Bible Review 16:2, April 2000

All in the Family

Identifying Jesus’ relatives

By Richard J. Bauckham

Teaching at the synagogue in Nazareth, Jesus amazes his fellow congregants. “Is not this the carpenter’s son? Is not his mother called Mary?” his astonished listeners ask. “And are not his brothers James and Joseph and Simon and Judas? And are not all his sisters with us?” (Matthew 13:55–56). The story of Mary and Joseph is, of course, known by everyone. But who are these brothers and sisters of Jesus?

Throughout the New Testament and other early Christian literature, we find references—often mere hints—to Jesus’ siblings and cousins. How reliable are these obscure accounts? How much can they tell us about Jesus’ extended family?
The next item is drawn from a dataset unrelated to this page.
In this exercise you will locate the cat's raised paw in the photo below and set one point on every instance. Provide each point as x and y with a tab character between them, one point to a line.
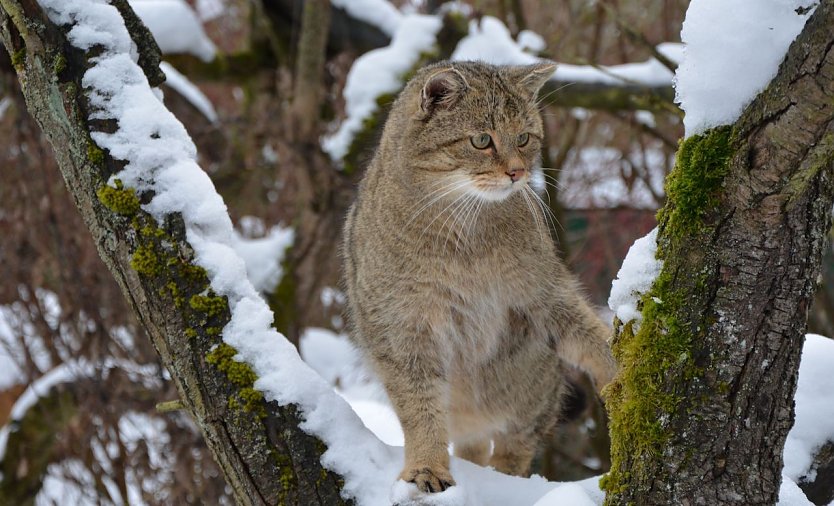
429	480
Various traditions, as we shall see, have understood these siblings differently: as half siblings, as step siblings or as more distant relatives. But little has been said about the role these people once played in the early Church. By reading the New Testament and early Christian literature closely, however, we can begin to piece together a portrait of some of Jesus’ closest relatives. Their story, as we shall see, is not just a family history, but an account of the earliest days of the Christian Church, which Jesus’ family helped develop—both within Palestine and perhaps also further afield. Ancient sources allow us to trace the family’s continued leadership among Jewish Christians until at least the early second century.